Кан Ювэй посерьезнел, протянул посыльному монету в десять лян и принял свернутый в несколько раз листок.
– Денег не надо, – сунул ему монету назад парень, – мне уже все оплатили.
Кан Ювэй хмыкнул, проводил посыльного долгим взглядом и плотно притворил дверь. Быстро прошел в кабинет и расположился у окна.
«Мой друг, ваше дело состоялось, – пробежал он глазами по иероглифам сверху вниз, – аудиенция назначена на сегодня. Надеюсь, что двух часов вам хватит». Подписи не было.
Сердце Кан Ювэя подпрыгнуло и заколотилось в два раза чаще.
«Ваше дело состоялось… – как зачарованный повторял он. – Ваше дело состоялось…»
Это было похоже на сон.
Он увидел, что мир един и разделять его на Европу и Азию, Африку и Америку не просто глупость – грех! Он увидел, что и человеческая история так же едина, как бы ни пытались придворные схоласты объявить историю Европы варварской, а историю Китая – священной. Но главное, он до мельчайших деталей осознал, как именно исказили Конфуция те, кто его не понял.

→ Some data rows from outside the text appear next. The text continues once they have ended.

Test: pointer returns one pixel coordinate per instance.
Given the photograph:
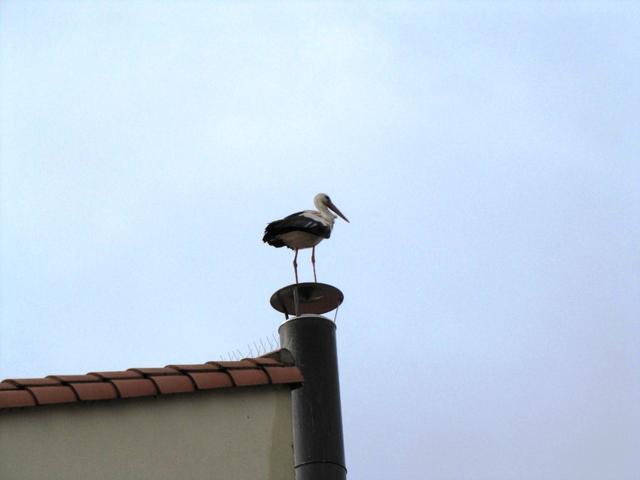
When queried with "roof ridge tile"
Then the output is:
(270, 369)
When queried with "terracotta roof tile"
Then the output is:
(117, 375)
(16, 398)
(173, 383)
(207, 380)
(94, 391)
(273, 368)
(47, 395)
(137, 387)
(33, 382)
(246, 377)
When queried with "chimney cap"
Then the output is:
(306, 298)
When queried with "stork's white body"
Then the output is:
(304, 229)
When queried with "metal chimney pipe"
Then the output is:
(318, 445)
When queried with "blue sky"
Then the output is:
(485, 153)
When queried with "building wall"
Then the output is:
(232, 434)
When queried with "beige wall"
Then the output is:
(232, 434)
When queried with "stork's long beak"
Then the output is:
(338, 212)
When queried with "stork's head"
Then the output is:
(324, 203)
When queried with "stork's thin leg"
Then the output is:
(313, 262)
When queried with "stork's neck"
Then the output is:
(325, 212)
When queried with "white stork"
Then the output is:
(304, 229)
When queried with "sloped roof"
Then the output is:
(270, 369)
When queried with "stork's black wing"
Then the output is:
(296, 222)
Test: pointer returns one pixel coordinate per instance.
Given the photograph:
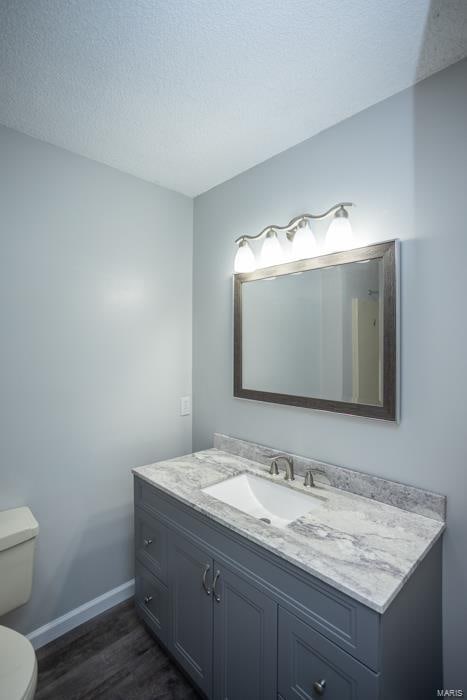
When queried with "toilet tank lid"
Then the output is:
(17, 525)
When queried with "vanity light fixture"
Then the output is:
(271, 251)
(304, 243)
(300, 234)
(339, 235)
(245, 258)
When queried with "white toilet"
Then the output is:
(18, 665)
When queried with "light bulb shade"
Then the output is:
(339, 235)
(304, 244)
(271, 251)
(244, 259)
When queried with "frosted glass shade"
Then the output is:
(271, 252)
(245, 259)
(339, 235)
(304, 243)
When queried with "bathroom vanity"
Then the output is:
(342, 602)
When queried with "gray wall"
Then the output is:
(95, 309)
(403, 162)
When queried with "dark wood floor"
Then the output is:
(112, 657)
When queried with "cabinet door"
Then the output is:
(151, 543)
(151, 599)
(311, 667)
(245, 639)
(190, 637)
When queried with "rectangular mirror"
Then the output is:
(320, 333)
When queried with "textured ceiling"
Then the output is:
(188, 93)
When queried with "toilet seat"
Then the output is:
(18, 666)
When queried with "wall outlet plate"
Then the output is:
(185, 405)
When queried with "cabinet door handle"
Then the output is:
(319, 687)
(205, 585)
(216, 595)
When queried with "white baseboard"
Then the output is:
(54, 629)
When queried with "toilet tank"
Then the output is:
(18, 532)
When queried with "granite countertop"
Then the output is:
(362, 547)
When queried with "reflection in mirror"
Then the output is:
(316, 333)
(321, 332)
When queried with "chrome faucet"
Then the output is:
(289, 473)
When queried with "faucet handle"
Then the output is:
(274, 469)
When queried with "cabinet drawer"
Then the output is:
(151, 599)
(151, 543)
(311, 667)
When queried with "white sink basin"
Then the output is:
(263, 499)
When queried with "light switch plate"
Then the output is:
(185, 405)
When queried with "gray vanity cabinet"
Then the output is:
(191, 610)
(245, 639)
(310, 667)
(245, 624)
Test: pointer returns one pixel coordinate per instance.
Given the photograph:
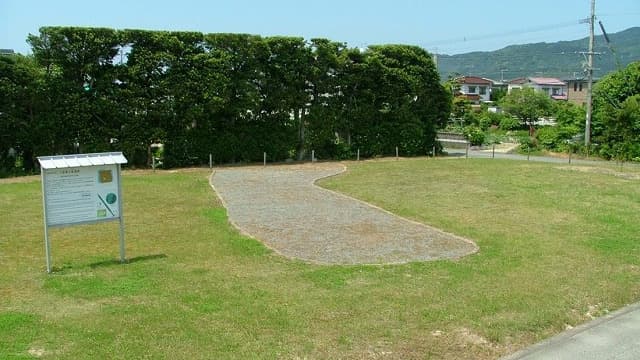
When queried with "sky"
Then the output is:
(442, 26)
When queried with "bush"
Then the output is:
(474, 134)
(509, 123)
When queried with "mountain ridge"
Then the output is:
(562, 59)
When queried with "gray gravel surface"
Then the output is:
(281, 206)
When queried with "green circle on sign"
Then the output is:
(111, 198)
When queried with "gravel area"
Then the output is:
(281, 206)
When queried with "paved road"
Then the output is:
(281, 206)
(614, 336)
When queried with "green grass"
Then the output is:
(554, 246)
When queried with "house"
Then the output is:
(555, 88)
(475, 89)
(577, 90)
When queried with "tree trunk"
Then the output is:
(299, 118)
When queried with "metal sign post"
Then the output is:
(81, 189)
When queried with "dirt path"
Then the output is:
(281, 206)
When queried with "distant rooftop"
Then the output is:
(475, 80)
(546, 81)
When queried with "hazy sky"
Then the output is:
(442, 26)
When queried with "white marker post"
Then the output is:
(81, 189)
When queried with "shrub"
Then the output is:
(509, 123)
(474, 134)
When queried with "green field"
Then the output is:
(558, 245)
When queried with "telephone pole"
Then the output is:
(587, 128)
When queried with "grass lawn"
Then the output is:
(556, 247)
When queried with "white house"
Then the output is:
(556, 89)
(475, 89)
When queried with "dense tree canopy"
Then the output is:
(232, 95)
(527, 104)
(616, 121)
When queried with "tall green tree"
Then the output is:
(527, 105)
(615, 126)
(23, 128)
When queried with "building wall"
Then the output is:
(577, 92)
(477, 90)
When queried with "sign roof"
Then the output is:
(81, 160)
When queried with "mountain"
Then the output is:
(563, 59)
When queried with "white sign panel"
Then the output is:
(76, 195)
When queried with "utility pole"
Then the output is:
(587, 128)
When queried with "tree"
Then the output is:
(527, 105)
(615, 120)
(22, 126)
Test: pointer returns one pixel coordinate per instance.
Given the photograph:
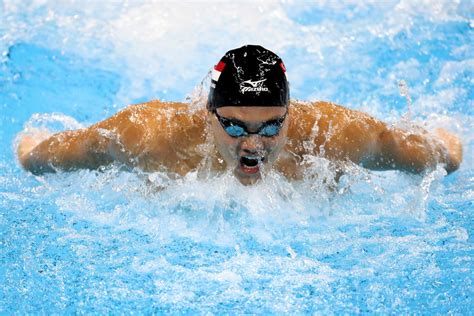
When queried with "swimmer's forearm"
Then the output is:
(414, 153)
(65, 151)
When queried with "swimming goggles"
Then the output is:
(236, 128)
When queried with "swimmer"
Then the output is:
(250, 126)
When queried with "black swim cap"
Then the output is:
(249, 76)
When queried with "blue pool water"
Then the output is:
(108, 242)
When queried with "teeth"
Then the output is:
(251, 161)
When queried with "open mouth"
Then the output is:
(250, 165)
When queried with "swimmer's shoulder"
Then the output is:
(160, 114)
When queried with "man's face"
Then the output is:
(249, 155)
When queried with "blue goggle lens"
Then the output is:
(235, 129)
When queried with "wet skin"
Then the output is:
(254, 147)
(173, 137)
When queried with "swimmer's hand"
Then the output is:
(453, 148)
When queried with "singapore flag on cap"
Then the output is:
(216, 72)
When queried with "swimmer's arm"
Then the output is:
(415, 152)
(67, 150)
(114, 139)
(358, 137)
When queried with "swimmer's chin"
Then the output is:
(247, 178)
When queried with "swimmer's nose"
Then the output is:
(252, 144)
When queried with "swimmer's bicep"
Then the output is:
(122, 137)
(407, 151)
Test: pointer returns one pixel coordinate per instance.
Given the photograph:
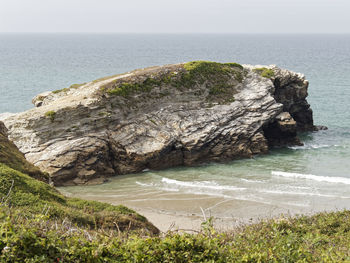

Теперь Кан Ювэй искренне удивлялся, как можно было проглядеть тот факт, что Конфуций – самый величайший реформатор Вселенной, – по сути, всегда говорил об одном: вечные, беспрерывные реформы и есть – Путь Неба. Впрочем, факт остается фактом: Конфуция не только не поняли; его еще и весьма неумело «подправили».
Делали это не слишком дальновидные люди, и за несколько лет упорного труда Кан Ювэй дотошно показал, как именно и зачем были сфальсифицированы «древние» рукописи, а вместе с ними и вся философская мысль Поднебесной. И вот из этого неизбежно следовали кое-какие выводы.
Первым делом нам следовало перестать важничать и крайне внимательно изучить опыт административных реформ других стран, и особенно методы в той же области русского царя Петра 1 – у него и теперь было чему поучиться.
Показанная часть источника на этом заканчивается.